4. Because I never seem to have enough time to plan my holidays as well as I would like I never seem to find out about a local event until I return from the holiday.  Personalised emails could be used to let holiday goers know what is happening before they actually arrive at their holiday destination.

5. I am increasingly seeing examples of shopping cart recovery emails (an email to tell a recipient they have left a product in their shopping cart) but what about adding a second cycle to these messages.  For instance if the recipient still hasn’t purchased 48 hours later, send an email to let them know how they can get help with their order or reminding them of the benefits of your service?

6. Moving away from campaign ideas, perhaps you could find out exactly what system your recipients receive their email messages on i.e. Outlook 2003.  This information could then be used to tailor your content accordingly, for example sending video content just to those people where you know it will work correctly.

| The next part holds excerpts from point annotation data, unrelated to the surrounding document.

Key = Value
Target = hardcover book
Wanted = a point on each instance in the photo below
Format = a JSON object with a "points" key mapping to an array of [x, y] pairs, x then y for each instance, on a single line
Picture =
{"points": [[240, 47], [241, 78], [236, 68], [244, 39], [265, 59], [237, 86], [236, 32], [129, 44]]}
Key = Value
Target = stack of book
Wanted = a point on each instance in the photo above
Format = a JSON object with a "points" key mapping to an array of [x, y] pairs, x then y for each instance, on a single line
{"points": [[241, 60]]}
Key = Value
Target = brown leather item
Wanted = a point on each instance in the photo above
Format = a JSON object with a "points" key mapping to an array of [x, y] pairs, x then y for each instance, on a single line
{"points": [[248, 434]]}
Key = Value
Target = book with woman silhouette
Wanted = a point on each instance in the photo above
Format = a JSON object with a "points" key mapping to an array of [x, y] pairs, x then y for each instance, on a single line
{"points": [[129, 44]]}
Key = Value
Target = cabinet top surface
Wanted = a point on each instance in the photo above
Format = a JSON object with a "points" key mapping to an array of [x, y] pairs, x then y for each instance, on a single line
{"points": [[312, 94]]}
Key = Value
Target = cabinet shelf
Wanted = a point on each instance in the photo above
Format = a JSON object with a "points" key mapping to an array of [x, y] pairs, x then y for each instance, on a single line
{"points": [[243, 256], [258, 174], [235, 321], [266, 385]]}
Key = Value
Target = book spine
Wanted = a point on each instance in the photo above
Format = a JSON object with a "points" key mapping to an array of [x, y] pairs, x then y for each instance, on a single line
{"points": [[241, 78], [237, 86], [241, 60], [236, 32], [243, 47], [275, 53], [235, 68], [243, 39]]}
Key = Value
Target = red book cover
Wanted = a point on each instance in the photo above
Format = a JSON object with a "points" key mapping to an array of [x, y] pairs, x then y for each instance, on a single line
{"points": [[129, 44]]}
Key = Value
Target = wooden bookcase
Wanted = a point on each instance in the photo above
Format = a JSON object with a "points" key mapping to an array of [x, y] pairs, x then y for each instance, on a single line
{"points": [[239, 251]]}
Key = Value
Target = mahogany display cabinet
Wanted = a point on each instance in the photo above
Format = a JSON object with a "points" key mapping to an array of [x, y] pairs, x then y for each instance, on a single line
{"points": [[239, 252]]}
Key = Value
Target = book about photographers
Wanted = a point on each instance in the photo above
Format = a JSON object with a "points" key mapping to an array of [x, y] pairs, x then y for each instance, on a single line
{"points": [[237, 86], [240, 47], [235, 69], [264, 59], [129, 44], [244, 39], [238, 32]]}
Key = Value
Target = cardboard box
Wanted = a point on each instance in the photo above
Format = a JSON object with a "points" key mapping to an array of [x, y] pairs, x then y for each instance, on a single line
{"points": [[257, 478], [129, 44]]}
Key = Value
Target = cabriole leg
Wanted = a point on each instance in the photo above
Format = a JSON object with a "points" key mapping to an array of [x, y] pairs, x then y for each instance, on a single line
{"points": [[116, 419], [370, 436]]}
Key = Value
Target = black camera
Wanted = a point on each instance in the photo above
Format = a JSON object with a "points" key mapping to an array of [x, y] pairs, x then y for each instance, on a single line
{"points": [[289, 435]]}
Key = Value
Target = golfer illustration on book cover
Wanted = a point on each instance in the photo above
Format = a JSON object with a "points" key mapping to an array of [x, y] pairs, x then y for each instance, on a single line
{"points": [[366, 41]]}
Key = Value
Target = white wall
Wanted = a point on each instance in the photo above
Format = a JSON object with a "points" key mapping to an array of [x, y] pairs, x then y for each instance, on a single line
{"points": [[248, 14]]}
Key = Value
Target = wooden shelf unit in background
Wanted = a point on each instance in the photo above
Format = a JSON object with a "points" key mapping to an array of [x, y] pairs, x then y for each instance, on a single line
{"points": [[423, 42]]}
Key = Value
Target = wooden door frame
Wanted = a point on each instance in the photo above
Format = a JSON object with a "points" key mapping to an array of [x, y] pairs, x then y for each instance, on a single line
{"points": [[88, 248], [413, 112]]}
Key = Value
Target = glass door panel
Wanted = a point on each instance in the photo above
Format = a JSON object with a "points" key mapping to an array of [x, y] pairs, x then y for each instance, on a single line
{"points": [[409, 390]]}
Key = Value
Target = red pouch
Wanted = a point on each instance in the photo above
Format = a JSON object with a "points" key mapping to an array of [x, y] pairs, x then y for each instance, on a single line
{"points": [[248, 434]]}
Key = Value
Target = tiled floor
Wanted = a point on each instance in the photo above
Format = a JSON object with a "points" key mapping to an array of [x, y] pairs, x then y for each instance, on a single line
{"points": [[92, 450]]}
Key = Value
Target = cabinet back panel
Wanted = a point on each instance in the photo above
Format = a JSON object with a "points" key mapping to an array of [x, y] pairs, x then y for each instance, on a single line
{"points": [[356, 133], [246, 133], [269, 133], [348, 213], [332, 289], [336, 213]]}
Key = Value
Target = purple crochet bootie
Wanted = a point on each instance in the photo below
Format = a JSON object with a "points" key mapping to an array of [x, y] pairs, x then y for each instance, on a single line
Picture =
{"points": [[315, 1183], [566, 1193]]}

7. Local government or utility providers could give each customer their own email address (housenumber@streetname.com).  This could remain with the property and ensures you always have the correct email address for the property.

8. In the B2B sector you could ask your subscribers to create a folder just to put your businesses emails into (and provide instructions on how to ensure your messages filter into the folder).  In this way your company name and industry expertise will be easy to find whenever your customer or prospects need it.

Hopefully my eight “ideas” above will have given you some food for thought.  What innovations are you planning on adding to your email program this year?